Of Mice and Men
by John Steinbeck
Of Mice and Men Weakness Quotes
How we cite our quotes: Citations follow this format: (Chapter.Paragraph) Though Steinbeck did not originally include chapter numbers with the text, most editions are broken into six sections, based on day and time of day: Thursday evening = Chapter 1; Friday day = Chapter 2; Friday evening = Chapter 3; Saturday night = Chapter 4; Sunday afternoon = Chapter 5; Sunday evening = Chapter 6.
The swamper considered… "Well . . . tell you what. Curley’s like a lot of little guys. He hates big guys. He’s alla time picking scraps with big guys. Kind of like he’s mad at ‘em because he ain’t a big guy. You seen little guys like that, ain’t you? Always scrappy?" (2.91)
And here we are: Curley, who's makes his weakness into a strength.
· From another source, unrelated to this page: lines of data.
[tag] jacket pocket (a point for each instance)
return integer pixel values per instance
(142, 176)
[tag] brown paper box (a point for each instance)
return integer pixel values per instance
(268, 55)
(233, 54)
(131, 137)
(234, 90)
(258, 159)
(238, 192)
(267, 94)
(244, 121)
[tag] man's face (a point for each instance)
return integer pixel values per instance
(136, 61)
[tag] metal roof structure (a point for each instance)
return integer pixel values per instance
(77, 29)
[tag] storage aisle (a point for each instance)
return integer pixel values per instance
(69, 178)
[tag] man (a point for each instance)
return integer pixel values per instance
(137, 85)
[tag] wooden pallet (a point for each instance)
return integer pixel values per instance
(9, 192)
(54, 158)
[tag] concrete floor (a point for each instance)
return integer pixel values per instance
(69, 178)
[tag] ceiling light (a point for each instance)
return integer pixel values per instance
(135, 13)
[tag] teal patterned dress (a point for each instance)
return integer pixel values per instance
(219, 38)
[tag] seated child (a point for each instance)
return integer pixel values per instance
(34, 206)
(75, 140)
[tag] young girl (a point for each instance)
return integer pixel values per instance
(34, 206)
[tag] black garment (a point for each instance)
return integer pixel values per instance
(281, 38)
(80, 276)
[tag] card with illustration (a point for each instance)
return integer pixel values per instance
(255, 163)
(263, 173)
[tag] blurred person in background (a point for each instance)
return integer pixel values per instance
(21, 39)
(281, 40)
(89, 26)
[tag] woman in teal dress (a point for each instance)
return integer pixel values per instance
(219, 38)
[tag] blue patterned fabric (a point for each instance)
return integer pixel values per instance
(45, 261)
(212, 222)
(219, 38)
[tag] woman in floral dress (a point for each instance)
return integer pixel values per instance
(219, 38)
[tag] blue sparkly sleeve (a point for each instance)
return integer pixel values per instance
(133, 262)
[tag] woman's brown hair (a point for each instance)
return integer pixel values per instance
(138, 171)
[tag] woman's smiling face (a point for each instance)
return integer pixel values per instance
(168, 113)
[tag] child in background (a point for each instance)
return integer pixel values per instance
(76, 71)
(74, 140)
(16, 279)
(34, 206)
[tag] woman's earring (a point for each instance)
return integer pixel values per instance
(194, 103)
He's not "strong as a bull" like Lennie, but he's "scrappy." And in a match between slow, brute strength and scrappy wiliness, our money's on the wily one.
"Whyn't you get Candy to shoot his old dog and give him one of the pups to raise up? I can smell that dog a mile away. Got no teeth, damn near blind, can't eat. Candy feeds him milk. He can't chew nothing else." (2.193)
Carlson is awfully quick to suggest shooting Candy's dog. We wonder if Carlson will be so enthusiastic about being shot when he's the one with no teeth and no eyesight? (Actually, given the way life is on the ranch, he just might be.)
Candy looked a long time at Slim to try to find some reversal. And Slim gave him none. At last Candy said softly and hopelessly, "Awright—take 'im." He did not look down at the dog at all. He lay back on his bunk and crossed his arms behind his head and stared at the ceiling. (3.85)
Poor Candy. We wish we could respect Candy a little more, because he seems like a genuinely nice guy who's had a bad life. But he's so weak that he can't even manage to shoot his own dog—not very manly.